I don’t mean to wax poetic about motherhood for the umpteenth time but in about 2 to 3 months, life as I know it, will change yet again. As a 35-year old mom to almost-three kids (and two dogs—as pet lovers know, these furry creatures are almost as cared-for as our human offspring), I am always surprised at the joys and challenges that each child brings. I thought for sure last Christmas that I will only be a parent to two lovely girls, but as the saying goes, “Man plans, God laughs.” Truer words were never said.
In preparation for the birth of my first son, here are some things I have decided to keep in mind and make an effort to retain learning.
- No two children are alike. Each one has his/her own sensitivity level and ways to feel happy.
- Take more photos. My husband and I tried to think back to our elementary years and were both surprised at how little we remember from it. We deduced that photos and videos spark up memories, so in essence, every opportunity truly is a Kodak moment. Or a Canon/mobile phone camera one for us, anyway.
- In every event, there is a lesson learned. For example, do not forget the small diaper bag containing the wipes and toilet paper just because you’re going out for 10 minutes—you never know when the kids might need to poop.
- Life is fleeting—spend it with one another. Our togetherness with our family is uncertain, however somber that thought is. One of the co-parents at our school recently lost his two teenage boys in one car accident, and I cannot imagine the horror and pain.
- Co-sleeping is one of the biggest, love-affirming things we could have ever done for our daughters. Hardly any nightmares, no bedwetting incidents. Of course, I realize this is not possible for other home set-ups, but it’s what works for us (P.S. If you need to do your “business,” there are other places in the house—you can’t be that busy nor lazy)
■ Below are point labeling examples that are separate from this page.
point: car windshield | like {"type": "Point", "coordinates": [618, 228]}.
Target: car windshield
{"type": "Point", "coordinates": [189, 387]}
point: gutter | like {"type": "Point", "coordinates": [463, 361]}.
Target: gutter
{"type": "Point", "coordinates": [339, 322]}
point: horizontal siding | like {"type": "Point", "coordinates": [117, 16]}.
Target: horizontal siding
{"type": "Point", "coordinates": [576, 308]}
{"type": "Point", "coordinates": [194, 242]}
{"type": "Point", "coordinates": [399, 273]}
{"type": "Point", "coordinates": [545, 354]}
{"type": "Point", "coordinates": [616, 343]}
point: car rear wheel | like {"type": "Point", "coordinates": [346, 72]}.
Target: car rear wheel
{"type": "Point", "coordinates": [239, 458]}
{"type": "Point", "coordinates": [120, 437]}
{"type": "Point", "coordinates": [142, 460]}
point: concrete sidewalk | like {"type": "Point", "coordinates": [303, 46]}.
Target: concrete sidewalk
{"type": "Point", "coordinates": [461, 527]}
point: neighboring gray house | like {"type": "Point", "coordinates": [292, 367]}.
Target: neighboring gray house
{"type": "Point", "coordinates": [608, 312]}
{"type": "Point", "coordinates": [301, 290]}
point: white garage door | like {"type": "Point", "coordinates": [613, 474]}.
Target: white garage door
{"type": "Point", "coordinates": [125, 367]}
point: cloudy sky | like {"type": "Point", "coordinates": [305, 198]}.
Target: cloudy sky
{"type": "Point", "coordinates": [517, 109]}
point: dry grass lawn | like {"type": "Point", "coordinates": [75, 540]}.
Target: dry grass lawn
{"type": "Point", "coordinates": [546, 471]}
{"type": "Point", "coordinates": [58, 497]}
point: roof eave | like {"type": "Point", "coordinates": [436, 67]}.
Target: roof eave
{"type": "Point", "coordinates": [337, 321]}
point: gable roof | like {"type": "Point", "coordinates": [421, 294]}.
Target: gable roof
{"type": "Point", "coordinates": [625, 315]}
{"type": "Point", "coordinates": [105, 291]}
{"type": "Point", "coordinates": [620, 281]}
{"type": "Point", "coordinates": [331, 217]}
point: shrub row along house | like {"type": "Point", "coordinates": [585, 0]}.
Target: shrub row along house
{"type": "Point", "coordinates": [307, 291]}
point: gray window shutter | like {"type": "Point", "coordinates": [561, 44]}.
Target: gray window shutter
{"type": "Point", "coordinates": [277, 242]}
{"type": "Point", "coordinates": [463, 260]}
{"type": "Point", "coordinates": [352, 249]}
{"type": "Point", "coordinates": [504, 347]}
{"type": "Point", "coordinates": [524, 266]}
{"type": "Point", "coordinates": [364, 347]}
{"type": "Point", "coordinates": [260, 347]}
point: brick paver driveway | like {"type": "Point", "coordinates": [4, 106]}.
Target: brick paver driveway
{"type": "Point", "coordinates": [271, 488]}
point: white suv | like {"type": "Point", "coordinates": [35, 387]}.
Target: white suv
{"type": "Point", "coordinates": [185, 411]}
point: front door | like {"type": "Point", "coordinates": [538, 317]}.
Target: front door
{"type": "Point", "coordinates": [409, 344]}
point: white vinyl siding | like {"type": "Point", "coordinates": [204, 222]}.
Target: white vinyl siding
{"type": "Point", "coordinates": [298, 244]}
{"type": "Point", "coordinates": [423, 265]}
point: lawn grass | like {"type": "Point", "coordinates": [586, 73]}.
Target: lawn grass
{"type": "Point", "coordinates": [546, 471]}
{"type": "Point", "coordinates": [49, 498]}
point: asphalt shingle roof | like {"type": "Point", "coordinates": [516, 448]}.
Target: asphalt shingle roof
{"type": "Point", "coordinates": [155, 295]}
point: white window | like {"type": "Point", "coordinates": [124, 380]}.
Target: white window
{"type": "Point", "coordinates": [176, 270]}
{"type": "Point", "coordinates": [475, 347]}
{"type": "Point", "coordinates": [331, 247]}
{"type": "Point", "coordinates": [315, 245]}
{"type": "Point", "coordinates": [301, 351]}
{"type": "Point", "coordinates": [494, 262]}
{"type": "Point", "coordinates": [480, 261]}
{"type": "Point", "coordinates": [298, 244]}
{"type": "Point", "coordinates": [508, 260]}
- Accept that even if you have extra hands helping you fix up, the children’s toys and stuff will be ruling your place. Smile when you see this, as it is a sign of a home lived in, and you will surely miss it when they’re grown and gone.
- Always verbalize your sweet somethings. Whenever I ask my girls, “Do you know how much I love you?” They answer me this without batting an eyelash or looking up, “With all your heart and soul.” I’m certain they know.
- Love, respect, and support your husband or partner. Father’s Day is a just a one-day reminder. You are a team, and once you feel that you’re not on the same side, there is something wrong with your marriage.
- Don’t feel pressured to live up to the Joneses. With a roof over your heads and food on the table, you can and will survive.
- Don’t be embarrassed to talk to your children about money. The sooner they realize that you actually work to buy them things, they will be more appreciative of your efforts, the things they own, and places they go to.
- Vitamin D is often taken for granted, but it is a necessity.
- “Teach them how to fish.”
- Look for a pediatrician you trust, and take their advice with a grain of salt after reading up on your own and trusting your parental intuition. Some of their information might already be outdated or inappropriate.
- The power of prayer. In any language or culture, there must be a God you can turn to.
Anyway, it’s almost 4 AM, and these are just some “plans,” and things I remembered. What’s on your list?